Rumsfeld es un tipo astuto y está aprovechando la coincidente disyuntiva de los desastres naturales para vender una idea, una política que especialmente serviría a los intereses de Estados Unidos. Al centro de dicha política está el combate contra el narcotráfico y la lucha contra el terrorismo. Es vital para EE.UU. que su patio trasero esté lo mejor preparado posible para prevenir las amenazas de esos dos enemigos contra su seguridad, y en Centroamérica siempre ha tenido aliados incondicionales a un costo muy bajo.

A la inversa, el costo ha sido muy alto para algunos países centroamericanos y Guatemala no podría ser mejor ejemplo. Sus fuerzas armadas fueron profesionalizadas con la ayuda de Estados Unidos y entrenadas en la Escuela de las Américas en la lucha contrainsurgente. Ello tuvo un costo muy elevado en violaciones a los derechos humanos en Guatemala, lo que incluyó la tortura y el arrasamiento de cientos de poblaciones civiles, como parte de la doctrina de seguridad nacional y de la estrategia militar del pez en el agua, que ya había sido puesta en práctica por Estados Unidos en Viet Nam.

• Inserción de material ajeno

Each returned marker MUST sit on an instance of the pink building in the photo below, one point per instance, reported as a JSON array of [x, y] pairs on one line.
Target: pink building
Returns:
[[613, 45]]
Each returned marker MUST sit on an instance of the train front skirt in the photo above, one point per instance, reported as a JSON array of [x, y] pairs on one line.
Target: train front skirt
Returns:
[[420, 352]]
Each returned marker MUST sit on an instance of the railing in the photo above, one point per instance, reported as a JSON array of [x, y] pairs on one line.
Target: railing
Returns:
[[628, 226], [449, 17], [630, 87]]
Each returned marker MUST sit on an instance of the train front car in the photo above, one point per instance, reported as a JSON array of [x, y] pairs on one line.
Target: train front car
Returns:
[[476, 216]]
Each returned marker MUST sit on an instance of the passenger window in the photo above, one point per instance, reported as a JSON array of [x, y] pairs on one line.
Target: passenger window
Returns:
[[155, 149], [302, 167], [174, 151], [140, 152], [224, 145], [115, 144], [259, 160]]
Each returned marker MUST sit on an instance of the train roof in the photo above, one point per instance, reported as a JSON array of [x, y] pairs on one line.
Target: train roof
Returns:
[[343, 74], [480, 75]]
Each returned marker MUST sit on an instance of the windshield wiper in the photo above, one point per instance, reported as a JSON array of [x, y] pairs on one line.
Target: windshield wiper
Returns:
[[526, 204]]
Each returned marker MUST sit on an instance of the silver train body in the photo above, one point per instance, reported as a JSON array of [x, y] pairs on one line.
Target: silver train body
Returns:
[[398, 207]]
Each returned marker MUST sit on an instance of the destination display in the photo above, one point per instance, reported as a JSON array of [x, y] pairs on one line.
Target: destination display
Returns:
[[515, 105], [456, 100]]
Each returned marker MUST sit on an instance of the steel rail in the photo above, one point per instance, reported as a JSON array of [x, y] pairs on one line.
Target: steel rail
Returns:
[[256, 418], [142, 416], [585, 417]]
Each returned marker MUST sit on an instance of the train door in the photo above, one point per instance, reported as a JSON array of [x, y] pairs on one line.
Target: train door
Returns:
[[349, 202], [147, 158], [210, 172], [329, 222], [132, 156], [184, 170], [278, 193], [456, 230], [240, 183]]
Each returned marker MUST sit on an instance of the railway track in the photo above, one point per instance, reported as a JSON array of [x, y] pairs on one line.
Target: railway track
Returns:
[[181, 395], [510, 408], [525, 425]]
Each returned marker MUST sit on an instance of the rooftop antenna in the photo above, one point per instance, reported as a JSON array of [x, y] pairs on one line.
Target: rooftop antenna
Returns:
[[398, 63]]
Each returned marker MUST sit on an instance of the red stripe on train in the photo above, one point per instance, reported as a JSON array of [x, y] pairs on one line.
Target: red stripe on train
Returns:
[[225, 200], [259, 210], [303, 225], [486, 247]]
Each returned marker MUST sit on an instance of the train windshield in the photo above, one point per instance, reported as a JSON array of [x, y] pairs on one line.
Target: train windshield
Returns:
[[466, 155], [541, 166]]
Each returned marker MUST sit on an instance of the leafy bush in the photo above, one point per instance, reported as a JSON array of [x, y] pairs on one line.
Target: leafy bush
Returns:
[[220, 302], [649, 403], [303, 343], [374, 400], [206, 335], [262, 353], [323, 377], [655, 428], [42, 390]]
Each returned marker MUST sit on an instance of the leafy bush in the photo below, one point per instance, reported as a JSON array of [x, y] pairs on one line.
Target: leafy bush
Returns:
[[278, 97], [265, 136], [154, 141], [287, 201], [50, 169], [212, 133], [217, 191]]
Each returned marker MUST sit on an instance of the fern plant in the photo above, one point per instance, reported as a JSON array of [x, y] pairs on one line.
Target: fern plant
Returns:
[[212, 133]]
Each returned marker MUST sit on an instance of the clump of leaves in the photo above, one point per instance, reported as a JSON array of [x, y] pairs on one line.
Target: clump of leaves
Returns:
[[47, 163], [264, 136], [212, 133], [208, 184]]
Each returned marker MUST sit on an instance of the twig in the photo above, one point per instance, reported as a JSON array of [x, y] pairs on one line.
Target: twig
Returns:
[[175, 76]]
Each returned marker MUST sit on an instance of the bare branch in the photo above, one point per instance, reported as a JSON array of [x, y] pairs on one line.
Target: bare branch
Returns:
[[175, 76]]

Rumsfeld está apelando a la buena organización y a las buenas relaciones. “Mientras mejor relacionados y organizados estemos en relación a cuestiones de seguridad, en mejores condiciones estaremos para tratar con desastres, ya sean naturales o provocados por el hombre”, dijo el secretario a los ministros de Defensa centroamericanos reunidos en una conferencia sobre seguridad de dos días.

Claro está, es muy saludable estar prevenido ante los desastres naturales, pero esa no es tarea que corresponda precisamente a los militares. Los países del área han creado organismos civiles para afrontar tales incidencias, mismos que deben fortalecerse.

El problema es que estas pequeñas parcelas se ven obligadas a entrenar fuerzas y a dotarlas de sofisticados y costosos equipos, para lo cual deben erogar valiosos recursos. No porque sean prioridad nuestra, sino porque conviene a los intereses estratégicos estadounidenses. Se establecen a instancias de la superpotencia, pero la misma no está dispuesta a pagar su costo.

La mayor preocupación será siempre el hecho de que Estados Unidos siempre tenga razones para fortalecer las fuerzas armadas latinoamericanas, no obstante la larga tradición de gobiernos autoritarios represivos. Las razones abundan: Protección del medio ambiente, lucha contra el narcotráfico, desastres naturales, crimen organizado, contrabando de armas... Tales razones son valederas para Estados Unidos, pero no tan valederas para nosotros. Nuestra razón principal es el fortalecimiento de la democracia y la asignación de recursos para el desarrollo social. No podemos tomar ni mínimos riesgos de volver al pasado, por importantes que parezcan tales razones. Debemos mantener las cosas en su respectivo contexto.